| VINCENZINO CULICCHIA, nel dichiarare voto favorevole
alla concessione dell'autorizzazione a procedere, da lui
stesso sollecitata, fa presente di essersi dimesso, non appena
avuta notizia dalla stampa delle accuse a suo carico, dalle
cariche da lui ricoperte nelle amministrazioni locali. Aveva
anche pensato di autosospendersi da deputato, ma non lo ha
fatto per non assecondare il criminoso disegno persecutorio
condotto contro di lui.
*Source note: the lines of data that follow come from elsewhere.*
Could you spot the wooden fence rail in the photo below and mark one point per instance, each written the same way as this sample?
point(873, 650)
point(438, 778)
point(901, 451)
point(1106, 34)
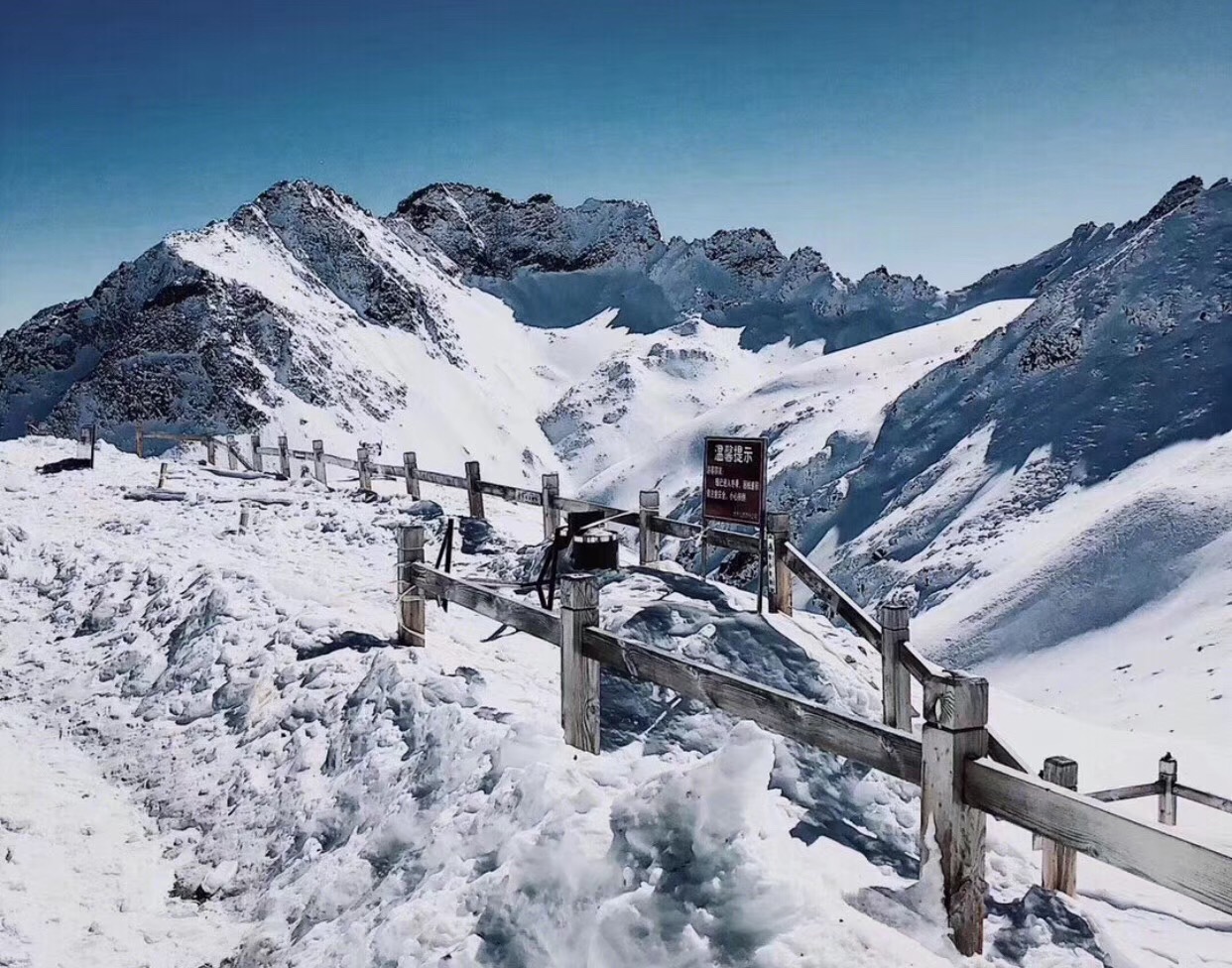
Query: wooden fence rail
point(960, 784)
Chiede invece di essere posto nella
condizione di dimostrare in sede giudiziaria la sua assoluta
estraneità ai fatti che gli sono contestati.
Prova peraltro un profondo senso di sconforto per quanto
gli sta accadendo, che riesce e superare in virtù della fede
cristiana e della solidarietà offerta dai familiari e da
quanti lo conoscono. Ma l'onestà, che ha sempre caratterizzato
le sue azioni, dovrà risultare indubitabilmente anche agli
occhi di chi non lo conosce personalmente. Gli incarichi da
lui ricoperti e la sua attività culturale, politica e sociale
non hanno mai dato luogo a dubbi avendo egli sempre ispirato
la sua azione a valori di correttezza ed onestà.
Nella sua costante e aperta lotta alla mafia non si è mai
lasciato intimidire da nessuno, e la macchinazione nei suoi
confronti prende origine dall'aver egli denunziato, in una
trasmissione televisiva, l'intreccio tra malavita e politica.
Da allora ha infatti subito avvertimenti e segnali di chiaro
stampo mafioso che lo hanno costretto a viaggiare con una
autovettura blindata.
Per la sua elezione a deputato ha ottenuto solo consensi
politici, come del resto era avvenuto per le precedenti
cariche rivestite.
Alla luce della sua azione, sempre onesta ed
irreprensibile, le accuse contro di lui non sono dunque altro
che calunnie.
Si dichiara infine estraneo alla massoneria, avendo a tal
fine anche dovuto querelare il settimanale l'Europeo.
Rinnova in conclusione la richiesta rivolta agli onorevoli
colleghi di voler concedere l'autorizzazione a procedere in
giudizio, cosicché la magistratura possa accertare, nella sua
autonomia, la verità dei fatti.
Chiede che il Presidente autorizzi la pubblicazione del
testo di alcune sue considerazioni integrative in allegato al
Resoconto stenografico della seduta odierna.